症例紹介

CASE

  • 2022.1.14 症例紹介

No.141外科症例(犬、ピックの誤食)

フルーツをピックに刺して与えていたところ、ピックごと飲み込んでしまったとのことで、すぐにかかりつけの病院を受診したミニチアダックスちゃん。

かかりつけ医の方では、便から出るまで様子を見ましょうと指示され、経過観察をしていましたが、2日経っても便から出てこないとのことで、当院にセカンドオピニオンとして来院されました。
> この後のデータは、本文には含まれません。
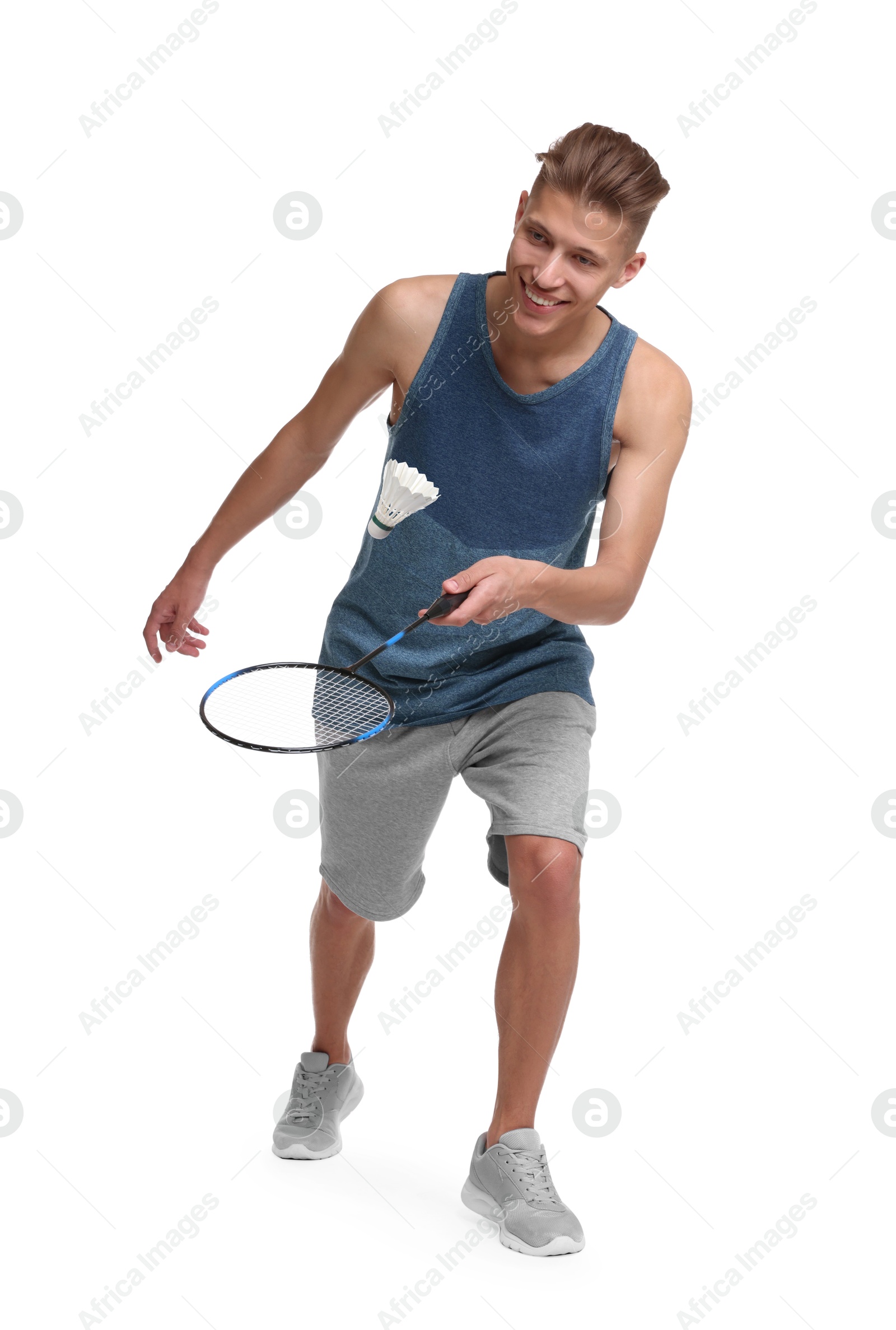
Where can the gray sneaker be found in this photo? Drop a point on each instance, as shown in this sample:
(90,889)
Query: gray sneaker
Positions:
(322,1095)
(511,1184)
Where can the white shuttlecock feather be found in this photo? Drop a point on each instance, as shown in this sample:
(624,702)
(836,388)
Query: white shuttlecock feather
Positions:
(404,491)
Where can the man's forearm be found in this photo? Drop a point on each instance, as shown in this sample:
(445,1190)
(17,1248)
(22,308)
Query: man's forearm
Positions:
(265,486)
(600,594)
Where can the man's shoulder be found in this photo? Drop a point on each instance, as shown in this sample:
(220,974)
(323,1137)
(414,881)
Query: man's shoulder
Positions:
(419,296)
(651,370)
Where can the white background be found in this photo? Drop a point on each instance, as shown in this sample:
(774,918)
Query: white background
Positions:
(724,829)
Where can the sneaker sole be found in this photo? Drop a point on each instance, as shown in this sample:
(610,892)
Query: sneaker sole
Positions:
(484,1204)
(297,1151)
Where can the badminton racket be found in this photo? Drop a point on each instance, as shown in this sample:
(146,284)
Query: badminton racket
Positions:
(294,707)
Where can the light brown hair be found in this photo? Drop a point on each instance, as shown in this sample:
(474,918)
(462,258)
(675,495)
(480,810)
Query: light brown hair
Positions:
(595,164)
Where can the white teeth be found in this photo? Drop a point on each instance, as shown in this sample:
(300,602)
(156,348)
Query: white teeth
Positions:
(538,300)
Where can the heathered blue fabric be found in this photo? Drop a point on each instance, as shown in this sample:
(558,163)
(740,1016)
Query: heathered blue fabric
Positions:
(517,474)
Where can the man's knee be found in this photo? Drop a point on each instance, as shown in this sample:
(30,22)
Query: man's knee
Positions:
(337,913)
(544,873)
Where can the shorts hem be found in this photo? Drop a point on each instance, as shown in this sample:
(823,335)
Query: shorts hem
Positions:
(365,912)
(539,829)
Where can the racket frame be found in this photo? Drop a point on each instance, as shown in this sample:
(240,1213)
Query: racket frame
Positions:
(265,748)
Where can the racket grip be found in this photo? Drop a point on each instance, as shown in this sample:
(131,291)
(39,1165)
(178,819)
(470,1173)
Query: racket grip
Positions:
(446,604)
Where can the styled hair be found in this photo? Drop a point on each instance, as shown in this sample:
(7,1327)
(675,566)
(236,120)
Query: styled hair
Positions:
(596,164)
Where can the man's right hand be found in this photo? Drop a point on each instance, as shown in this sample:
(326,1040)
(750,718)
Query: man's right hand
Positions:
(173,616)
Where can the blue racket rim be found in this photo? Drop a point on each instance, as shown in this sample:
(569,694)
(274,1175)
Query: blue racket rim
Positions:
(314,748)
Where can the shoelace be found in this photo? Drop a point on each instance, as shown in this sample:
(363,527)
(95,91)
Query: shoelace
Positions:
(306,1088)
(531,1171)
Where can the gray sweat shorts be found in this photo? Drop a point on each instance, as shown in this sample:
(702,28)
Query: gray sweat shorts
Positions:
(381,800)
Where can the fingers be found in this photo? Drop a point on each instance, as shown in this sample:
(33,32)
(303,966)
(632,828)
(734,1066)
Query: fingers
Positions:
(161,624)
(152,628)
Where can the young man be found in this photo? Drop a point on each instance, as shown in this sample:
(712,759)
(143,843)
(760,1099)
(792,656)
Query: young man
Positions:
(517,395)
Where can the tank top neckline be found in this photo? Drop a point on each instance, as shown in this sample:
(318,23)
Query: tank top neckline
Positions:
(561,385)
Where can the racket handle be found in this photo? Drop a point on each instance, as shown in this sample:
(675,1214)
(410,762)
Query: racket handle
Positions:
(446,604)
(443,605)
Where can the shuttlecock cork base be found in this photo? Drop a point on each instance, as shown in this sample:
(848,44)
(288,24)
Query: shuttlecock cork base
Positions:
(404,491)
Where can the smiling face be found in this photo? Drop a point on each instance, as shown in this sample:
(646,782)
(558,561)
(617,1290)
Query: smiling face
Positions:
(563,258)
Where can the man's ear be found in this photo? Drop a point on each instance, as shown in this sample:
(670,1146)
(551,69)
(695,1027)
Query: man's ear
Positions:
(631,270)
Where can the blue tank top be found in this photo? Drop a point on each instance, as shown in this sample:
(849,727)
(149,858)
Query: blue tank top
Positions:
(517,474)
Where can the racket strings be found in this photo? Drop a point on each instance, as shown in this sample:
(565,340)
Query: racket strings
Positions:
(296,707)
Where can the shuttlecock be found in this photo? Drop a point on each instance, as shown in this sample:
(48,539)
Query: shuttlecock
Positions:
(404,491)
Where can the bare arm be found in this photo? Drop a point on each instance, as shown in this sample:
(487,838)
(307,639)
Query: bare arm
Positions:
(652,424)
(353,382)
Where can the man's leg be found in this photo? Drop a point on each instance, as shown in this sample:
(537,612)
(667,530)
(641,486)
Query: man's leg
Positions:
(342,953)
(536,973)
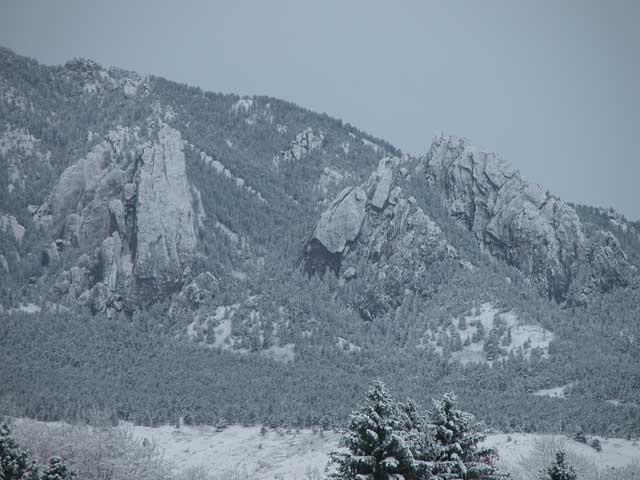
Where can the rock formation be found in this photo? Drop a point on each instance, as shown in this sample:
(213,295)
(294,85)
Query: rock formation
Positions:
(516,221)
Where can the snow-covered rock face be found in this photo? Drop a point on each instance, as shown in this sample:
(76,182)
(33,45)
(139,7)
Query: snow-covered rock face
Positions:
(8,223)
(17,146)
(304,143)
(515,220)
(129,207)
(374,225)
(95,79)
(166,236)
(341,223)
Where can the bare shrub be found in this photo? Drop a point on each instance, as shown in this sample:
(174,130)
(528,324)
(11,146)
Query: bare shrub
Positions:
(94,451)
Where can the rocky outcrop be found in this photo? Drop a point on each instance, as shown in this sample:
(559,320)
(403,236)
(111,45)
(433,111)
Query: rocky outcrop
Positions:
(609,264)
(342,221)
(201,289)
(166,236)
(8,223)
(514,220)
(131,209)
(375,234)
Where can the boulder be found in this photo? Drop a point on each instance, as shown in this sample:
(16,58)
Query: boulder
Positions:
(382,178)
(342,221)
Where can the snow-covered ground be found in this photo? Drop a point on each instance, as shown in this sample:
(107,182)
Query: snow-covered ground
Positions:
(261,454)
(288,455)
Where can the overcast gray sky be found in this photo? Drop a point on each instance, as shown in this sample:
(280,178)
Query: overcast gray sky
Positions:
(550,85)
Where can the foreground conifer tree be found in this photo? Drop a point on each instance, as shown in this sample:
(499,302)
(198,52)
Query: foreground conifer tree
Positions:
(15,464)
(14,461)
(376,441)
(454,452)
(392,441)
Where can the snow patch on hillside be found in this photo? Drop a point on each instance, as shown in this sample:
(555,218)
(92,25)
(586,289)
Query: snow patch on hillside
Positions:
(18,145)
(305,142)
(220,169)
(485,334)
(554,392)
(242,106)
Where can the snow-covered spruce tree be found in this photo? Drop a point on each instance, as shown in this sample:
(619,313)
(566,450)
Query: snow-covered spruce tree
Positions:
(14,461)
(377,440)
(560,469)
(454,452)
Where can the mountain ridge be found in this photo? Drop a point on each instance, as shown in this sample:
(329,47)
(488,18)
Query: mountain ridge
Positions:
(252,233)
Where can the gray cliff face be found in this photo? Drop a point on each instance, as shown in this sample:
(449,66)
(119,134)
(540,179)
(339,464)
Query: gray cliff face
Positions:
(165,220)
(373,235)
(130,212)
(342,221)
(517,222)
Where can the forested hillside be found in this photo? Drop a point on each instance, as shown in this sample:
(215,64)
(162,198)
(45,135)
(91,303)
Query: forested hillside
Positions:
(167,252)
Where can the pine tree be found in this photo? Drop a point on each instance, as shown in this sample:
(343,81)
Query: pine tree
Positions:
(454,452)
(560,470)
(56,470)
(377,446)
(13,461)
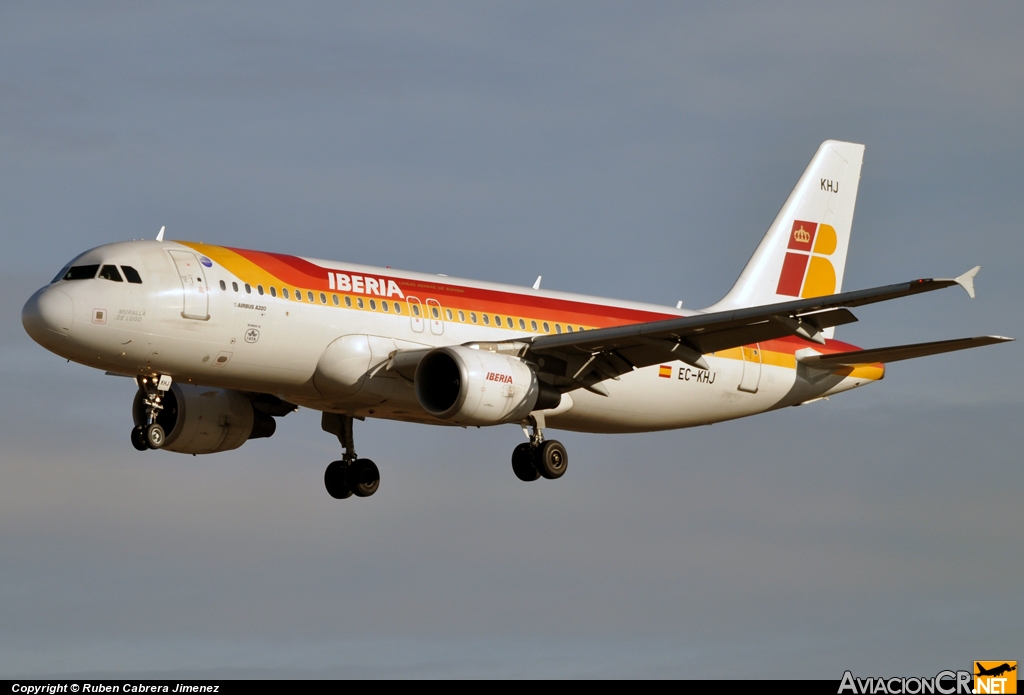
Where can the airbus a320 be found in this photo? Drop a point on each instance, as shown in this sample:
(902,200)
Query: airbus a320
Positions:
(222,341)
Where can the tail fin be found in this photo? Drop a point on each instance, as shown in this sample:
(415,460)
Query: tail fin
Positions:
(804,252)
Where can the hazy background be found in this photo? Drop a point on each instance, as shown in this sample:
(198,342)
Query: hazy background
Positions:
(628,149)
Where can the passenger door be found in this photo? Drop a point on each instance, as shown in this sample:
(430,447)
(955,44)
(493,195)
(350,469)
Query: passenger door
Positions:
(197,295)
(415,313)
(752,368)
(436,320)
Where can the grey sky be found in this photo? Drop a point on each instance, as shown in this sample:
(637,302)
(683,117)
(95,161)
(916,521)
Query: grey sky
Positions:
(635,150)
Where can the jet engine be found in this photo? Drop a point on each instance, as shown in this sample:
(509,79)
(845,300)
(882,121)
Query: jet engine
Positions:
(206,420)
(467,386)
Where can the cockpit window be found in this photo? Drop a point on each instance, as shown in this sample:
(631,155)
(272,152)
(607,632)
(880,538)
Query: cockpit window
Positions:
(131,274)
(111,272)
(81,272)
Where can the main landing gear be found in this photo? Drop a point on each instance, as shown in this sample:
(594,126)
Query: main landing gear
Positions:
(151,435)
(350,475)
(539,458)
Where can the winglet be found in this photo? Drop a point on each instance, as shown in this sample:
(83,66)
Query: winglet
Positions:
(967,280)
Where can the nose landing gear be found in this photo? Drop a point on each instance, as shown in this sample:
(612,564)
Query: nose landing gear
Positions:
(351,475)
(151,435)
(538,458)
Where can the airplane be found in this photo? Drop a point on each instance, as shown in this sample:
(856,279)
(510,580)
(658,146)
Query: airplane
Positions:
(223,341)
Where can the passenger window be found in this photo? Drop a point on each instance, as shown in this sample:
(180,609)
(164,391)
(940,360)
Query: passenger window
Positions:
(111,272)
(81,272)
(131,274)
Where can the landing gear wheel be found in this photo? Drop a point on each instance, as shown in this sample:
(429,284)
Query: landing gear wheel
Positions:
(138,438)
(522,463)
(552,460)
(364,477)
(336,480)
(155,436)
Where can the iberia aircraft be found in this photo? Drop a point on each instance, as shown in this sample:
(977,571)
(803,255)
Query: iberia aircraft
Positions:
(221,341)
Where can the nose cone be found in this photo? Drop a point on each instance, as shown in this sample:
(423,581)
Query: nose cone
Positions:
(47,315)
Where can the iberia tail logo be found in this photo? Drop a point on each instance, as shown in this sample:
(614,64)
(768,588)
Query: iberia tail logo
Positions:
(807,270)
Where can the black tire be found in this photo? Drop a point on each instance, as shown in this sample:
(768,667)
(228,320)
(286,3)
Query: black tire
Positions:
(522,463)
(364,477)
(336,480)
(552,460)
(138,438)
(155,436)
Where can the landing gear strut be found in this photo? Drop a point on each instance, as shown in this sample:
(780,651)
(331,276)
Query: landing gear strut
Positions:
(151,435)
(351,475)
(539,458)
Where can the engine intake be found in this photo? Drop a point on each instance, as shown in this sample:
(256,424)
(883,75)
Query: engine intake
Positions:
(206,420)
(467,386)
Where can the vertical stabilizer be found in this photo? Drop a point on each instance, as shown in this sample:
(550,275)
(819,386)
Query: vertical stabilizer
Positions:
(804,252)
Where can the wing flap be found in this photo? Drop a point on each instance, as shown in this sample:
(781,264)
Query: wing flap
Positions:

お聞きしたところ、ピックは丸飲みの状態で食べてしまったとのことであったため、飼い主様とのご相談の上、内視鏡検査をすることとしました。

内視鏡検査で、すぐに白いピックを見つけました。

内視鏡での摘出は危険を伴うため、胃切開手術を行い、無事摘出しました。

<犬の異物誤食>

ワンちゃんの異物誤食は週に何件も来院されるほど、日常的に多い診療内容のひとつです。

誤飲してから1時間程度であれば、催吐処置(注射薬で嘔吐させる治療)を行い、院内で嘔吐させることが出来ます。しかし、鋭利なものや大きいものは食道内にひっかかる恐れがあるため、催吐処置や内視鏡での摘出は適応外です。

♦よくある異物・・・人間薬、チョコレート、ボール、竹串、梅干しの種、トウモロコシの芯、石、マスク、サランラップ、ウェットティッシュなど様々です。

♦治療・・・催吐処置(注射薬で嘔吐させる治療)、内視鏡による摘出、開腹手術による摘出です。

開腹手術には、胃切開手術や腸切開手術があります。これは異物が閉塞している部分がどこかによって手術方法が決まります。

♦予後・・・中毒性の強い異物や鋭利な異物ものでない場合、予後は大変良好です。中毒性の強い物を誤食した場合は、胃洗浄や胃粘膜保護剤・吸着薬なども併用して治療します。鋭利な異物の場合、胃や腸を穿孔させていない場合は良好です。穿孔が認められた場合は、感染に対する治療や腹膜炎などの治療も併せて行います。

皆さんも異物を誤食したことに気付いた場合には、いち早く病院にご連絡下さい。早ければ早いほど、治療の選択の幅が広がります。

今回の症例も、無事に胃の中から鋭利な異物を取り出せた事を大変喜んでいらっしゃいました。

数日後、元気に退院していきました。